“What did they expect?” moaned Truman Capote after the publication in Esquire of “La Côte Basque 1965,” thinly fictionalized gossip about his socialite friends; the literary stink bomb had exploded in his face, effectively ending his career. “I’m a writer.”
Capote, the new movie about the four years he spent digging deep into the murders of the Clutter family for his “nonfiction novel” In Cold Blood, and based on Gerald Clarke’s excellent biography, is being shrewdly marketed to the tribe for whom it forms a troubling sort of creation myth, with glitzy standing-room-only screenings attended by half the journalists in the city.
This should come as no surprise: The movie is a meditation on the journalist as charming predator. It’s a morality play, a kind of companion piece to Janet Malcolm’s The Journalist and the Murderer (a title that could have served for this film, too).
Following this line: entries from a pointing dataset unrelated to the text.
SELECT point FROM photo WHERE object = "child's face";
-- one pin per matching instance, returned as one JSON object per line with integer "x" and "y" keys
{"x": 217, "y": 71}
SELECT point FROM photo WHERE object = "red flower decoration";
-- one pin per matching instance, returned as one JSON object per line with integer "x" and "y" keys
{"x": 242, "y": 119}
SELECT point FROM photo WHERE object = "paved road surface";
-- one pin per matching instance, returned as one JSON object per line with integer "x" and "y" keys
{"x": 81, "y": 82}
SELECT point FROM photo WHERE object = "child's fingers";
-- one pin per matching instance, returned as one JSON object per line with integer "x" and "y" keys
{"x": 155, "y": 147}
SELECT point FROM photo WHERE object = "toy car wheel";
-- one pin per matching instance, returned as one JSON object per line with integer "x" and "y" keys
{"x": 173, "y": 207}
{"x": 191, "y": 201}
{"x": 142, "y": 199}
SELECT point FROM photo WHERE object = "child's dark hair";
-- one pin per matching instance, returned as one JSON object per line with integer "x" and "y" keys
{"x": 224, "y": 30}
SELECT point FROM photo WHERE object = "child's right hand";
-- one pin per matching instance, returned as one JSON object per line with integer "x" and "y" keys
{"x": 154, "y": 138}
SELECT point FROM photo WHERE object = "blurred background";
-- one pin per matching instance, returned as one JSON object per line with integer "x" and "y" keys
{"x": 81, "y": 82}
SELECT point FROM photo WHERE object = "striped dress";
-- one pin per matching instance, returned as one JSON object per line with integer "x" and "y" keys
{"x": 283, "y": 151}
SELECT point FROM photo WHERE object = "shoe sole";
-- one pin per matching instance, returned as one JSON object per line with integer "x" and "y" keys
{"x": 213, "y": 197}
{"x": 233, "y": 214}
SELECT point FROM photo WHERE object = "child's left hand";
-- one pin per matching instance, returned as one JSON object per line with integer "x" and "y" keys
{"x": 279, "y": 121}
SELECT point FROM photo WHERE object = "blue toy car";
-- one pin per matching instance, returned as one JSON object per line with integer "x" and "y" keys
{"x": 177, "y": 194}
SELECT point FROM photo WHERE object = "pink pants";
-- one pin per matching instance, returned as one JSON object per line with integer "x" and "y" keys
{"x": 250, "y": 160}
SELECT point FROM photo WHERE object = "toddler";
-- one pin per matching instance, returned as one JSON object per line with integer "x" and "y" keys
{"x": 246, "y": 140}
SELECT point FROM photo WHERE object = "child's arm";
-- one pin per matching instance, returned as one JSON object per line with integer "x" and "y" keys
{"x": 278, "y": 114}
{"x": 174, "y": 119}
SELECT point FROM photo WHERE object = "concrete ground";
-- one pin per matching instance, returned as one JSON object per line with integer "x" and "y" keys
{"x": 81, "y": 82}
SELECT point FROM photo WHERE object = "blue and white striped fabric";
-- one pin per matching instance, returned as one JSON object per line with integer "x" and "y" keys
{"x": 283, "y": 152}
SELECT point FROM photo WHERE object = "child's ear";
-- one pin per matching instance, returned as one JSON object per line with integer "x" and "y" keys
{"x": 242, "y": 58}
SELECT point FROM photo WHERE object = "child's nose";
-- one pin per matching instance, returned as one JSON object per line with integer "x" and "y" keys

Malcolm observed that even the most benign interview is by definition predatory, an act of seduction—“morally indefensible,” to quote her cutting first line. Journalists, in other words, dress the complicated ethics of our profession in all manner of fancy garments—objectivity, sanctimony, prizes great and small—but what’s concealed is not always noble. Where does empathy end and careerism begin? It’s a question that applies to the Ivy alumnus on a plane to New Orleans in search of a Pulitzer as well as to the Fleet Street hack lurking in Brad Pitt’s bushes.
Capote in Kansas was an advertisement for everything the red states hate about New York City—gay, soft, sissified, too clever by half. In a note-perfect performance by Philip Seymour Hoffman, he’s a jackal in a bow tie, giggling in falsetto. To the good people of Holcomb, Kansas, his values seemed even more outré. “Frankly,” Capote says to the cop who’s investigating the crime, in a crucial early scene, “I don’t care if you catch whoever did this.” To the police and the good people of rural Kansas, it’s a freakish moral sentiment, to go along with Capote’s freakish appearance, his effete overcoat and scarf (“Bergdorf’s,” he proudly tells a lantern-jawed Kansas lawman).
But Capote’s real stiletto was not urbane detachment but empathy. Capote’s metaphor is that he and Perry Smith, one of the murderers, grew up in the same house, but one left through the front door and the other went out the back. Like Capote, Smith was short, with a brutal childhood and a grandiose self-image. Like Capote, he was even a literary type, a compulsive diarist who made lists of words he thought beautiful or useful. “What a man I could have become,” he wrote. A prison friend observed that Smith couldn’t stand other people’s happiness.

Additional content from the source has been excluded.